Configuring Kafka on Kubernetes makes available from an external client with helm

Tsuyoshi Ushio
7 min readApr 9, 2019

--

A lot of people struggled to configure Kafka on kubernetes, especially if you want to use it from outside of the cluster. I’ll explain how can we make it. I also wrote a PR to the incubator/Kafka helm chart for enabling it. If it is merged, it might be helpful. I test it on Azure, However, the principal is the same for other cloud platform or on-premise.

What is the issue?

Deploy Kafka cluster on kubrernetes from an external client, you need to access through the Service. It can be NodePorts, LoadBalancer, or ingress controller. Some cloud platform can’t use Node Ports, in this case, we need to use LoadBalancer or ingress. However, this scenario could cause a problem. Let’s see this diagram.

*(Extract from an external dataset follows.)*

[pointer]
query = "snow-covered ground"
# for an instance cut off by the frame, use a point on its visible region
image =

Kafka on Kubernetes with LoadBalancer

When you start talking with Kafka from the external client, You send a request to the Service that has IP Address (12.345.67:31090). Then the Kafka return the endpoint where to access from the client. It should be `12.345.67:31090`. However, you might see something like `kafka-0.kafka-headless.default:9092` that is an internal access point of Kafka from the resources of kubernetes. Then the Kafka client tries to access the endpoint `kafka-0.kafka-headless.default:9092`. It fails because it is not accessible from the outside of the kubernetes.

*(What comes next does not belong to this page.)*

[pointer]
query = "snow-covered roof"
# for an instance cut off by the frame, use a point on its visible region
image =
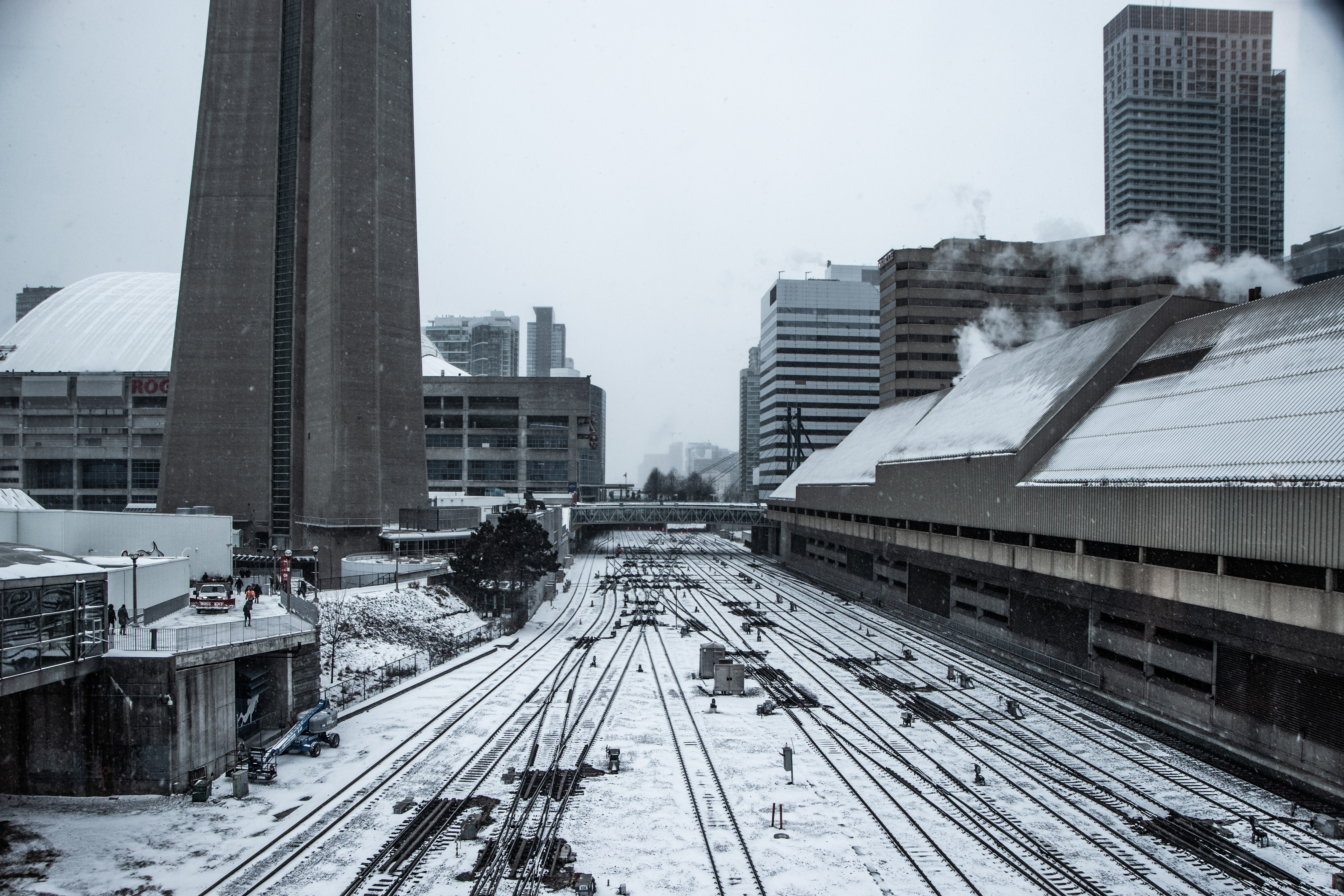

We can use kafkacat for testing it. However, it returns wrong address.

$ kafkacat -b 12.345.67:31090 -L
Metadata for all topics (from broker -1: 12.345.67:31090/bootstrap):
1 brokers:
broker 0 at kafka-0.kafka-headless.default:9092
2 topics:
topic “test2” with 1 partitions:
partition 0, leader 0, replicas: 0, isrs: 0

Root cause

Kafka advises the endpoint based on the incoming request of the port number. We also configure advertised.listener and listener.security.protocol.map and listeners and inter.broker.listener.name for enabling it.

 “advertised.listeners”: PLAINTEXT://kafka-0.kafka-headless.default:9092
,EXTERNAL://12.345.67:31090
“listener.security.protocol.map”: PLAINTEXT:PLAINTEXT,EXTERNAL:PLAINTEXT
“listeners”: PLAINTEXT://:9092,EXTERNAL://:31090
“inter.broker.listener.name”: “PLAINTEXT”

If you receive request to 9092, it will advice “PLAINTEXT://kafka-0.kafka-headless.default:9092” as a listener endpoint. In case 31090, it will be “EXTERNAL://12.345.67:31090”.

Looks simple, however, it doesn’t work for a lot of helm chart. It is not implemented or has a bug for the LoadBalancer scenario. Let’s solve this.

For more detail of the broker configuration,

Solution

Let me expand. Why does it happen even if I configure the advertised.listeners and some others? I investigate incubator/helm chart. I realized the root cause. I’ll explain what happens based on the configuration of the incubator/helm chart.

Ports for Kafka on kubernetes with LoadBalancer

TargetPort of Service

Look at the picture above. If the Service(LoadBalancer) receive the request at the Port(31090), it transfers the request to the Pod. According to the default configuration of the TargetPort, it dispatches the request to the 9092 port of the container. container dispatch the same port 9092. From the point of view of the Kafka, they think “hey, the request to the 9092 is coming. Let’s advise the endpoint for them. It should be kafka-0.kafka-headless.default:9092”. The TargetPort should be the same as the Service(LoadBalancer). If you configure the advertised.listener, Kafka creates these listeners which have a port 9092 and 31090. We need to fix the original helm chart to enable this. You can find my PR later.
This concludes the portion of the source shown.